Convention 1A

Here, four digits specify the sequence names, followed by “f” for forward or “r” for reverse, followed by “*.abi.” Reads for which the four digits match comprise a pair:

 

Forward Name Examples

Corresponding Reverse Names

0001f.abi

0001r.abi

0124f.abi

0124r.abi

9999f.abi

9999r.abi

 

One expression used for this naming system is:

 

Forward Name

Reverse Name

(.*)f.*

(.*)r.*

 

This simply means that two reads will be considered a pair if the first part of the name preceding the “f” and the “r” matches. This will work if your naming system is rigorously adhered to. It also works whether the part of the name before the “f” or “r” is digits or characters.
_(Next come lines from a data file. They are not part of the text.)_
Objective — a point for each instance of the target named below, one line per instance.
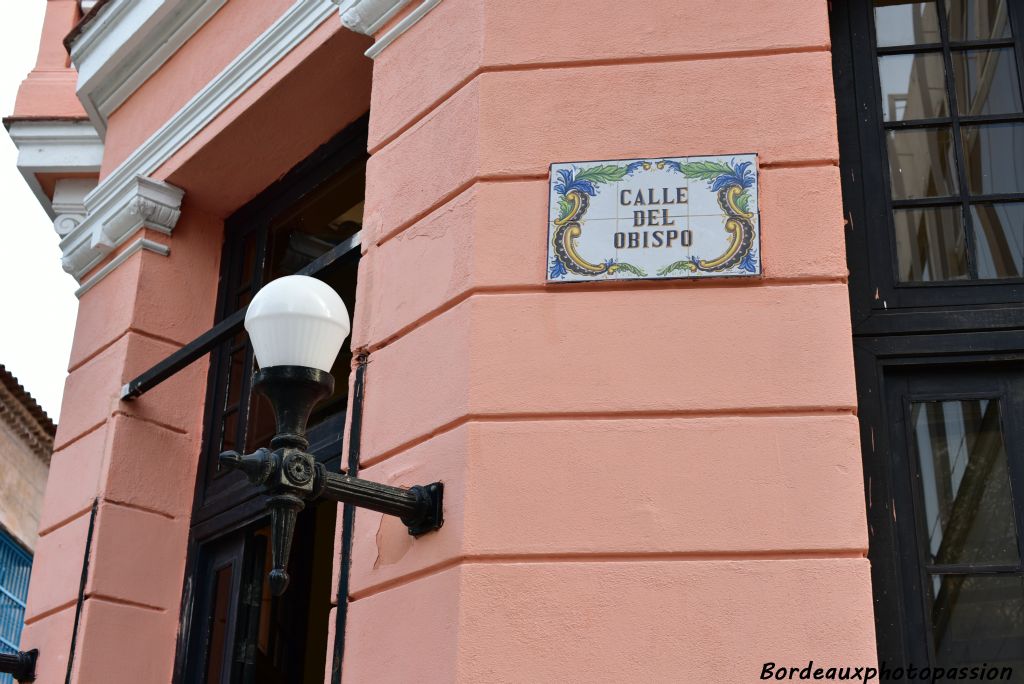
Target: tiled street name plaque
(654, 218)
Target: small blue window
(15, 565)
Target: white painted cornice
(122, 256)
(128, 199)
(369, 16)
(122, 47)
(54, 146)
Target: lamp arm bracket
(20, 666)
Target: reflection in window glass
(901, 23)
(930, 244)
(979, 620)
(218, 624)
(912, 86)
(977, 19)
(965, 481)
(998, 237)
(993, 157)
(986, 82)
(921, 163)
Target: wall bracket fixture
(291, 475)
(20, 666)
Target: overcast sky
(37, 298)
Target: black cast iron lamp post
(297, 326)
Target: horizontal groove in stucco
(384, 140)
(739, 556)
(794, 412)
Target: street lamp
(297, 326)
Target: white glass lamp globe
(297, 321)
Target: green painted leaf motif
(706, 170)
(602, 174)
(678, 265)
(743, 202)
(563, 208)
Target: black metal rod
(223, 330)
(22, 666)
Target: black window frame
(235, 507)
(866, 178)
(929, 328)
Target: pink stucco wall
(138, 460)
(48, 91)
(645, 481)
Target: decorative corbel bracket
(69, 203)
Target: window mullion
(958, 154)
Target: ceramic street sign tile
(654, 218)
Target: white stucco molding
(141, 203)
(126, 43)
(368, 16)
(69, 203)
(54, 146)
(122, 256)
(127, 198)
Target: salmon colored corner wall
(48, 92)
(211, 48)
(135, 462)
(644, 480)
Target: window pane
(930, 244)
(979, 620)
(912, 86)
(986, 82)
(994, 158)
(998, 237)
(977, 19)
(965, 481)
(921, 163)
(229, 431)
(901, 23)
(218, 624)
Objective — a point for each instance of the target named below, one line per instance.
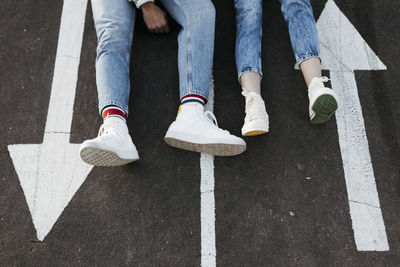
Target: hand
(154, 18)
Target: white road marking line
(50, 173)
(207, 211)
(343, 50)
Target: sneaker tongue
(193, 106)
(113, 121)
(316, 83)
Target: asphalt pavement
(284, 202)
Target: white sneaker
(323, 101)
(198, 131)
(256, 121)
(112, 147)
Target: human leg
(248, 64)
(304, 38)
(193, 128)
(114, 27)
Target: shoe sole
(100, 157)
(324, 106)
(254, 133)
(212, 149)
(255, 127)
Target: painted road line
(207, 210)
(343, 50)
(50, 173)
However, this expression is highly permissive—it considers the two sequence reads named fox.abi and rabbit.abi as a pair, because the string preceding the “f” or “r” in these sequence names matches perfectly—in both cases it is nothing. Instead, use:

 

Forward Name

Reverse Name

(\d{4})f\.abi

(\d{4})r\.abi

 

(Recall that “\.” is a literal period.) This system defines a forward/reverse pair as reads for which the first four digits of the name match, with one orientation ending in “f.abi” and the other in “r.abi.” Since there has to be something preceding the f or r, this expression does not consider fox.abi and rabbit.abi to be a pair.

 

However, you may need a more flexible system. For example, the above system requires that all paired sequence names in the project have exactly four digits preceding the “f” or “r”, followed by “*.abi.”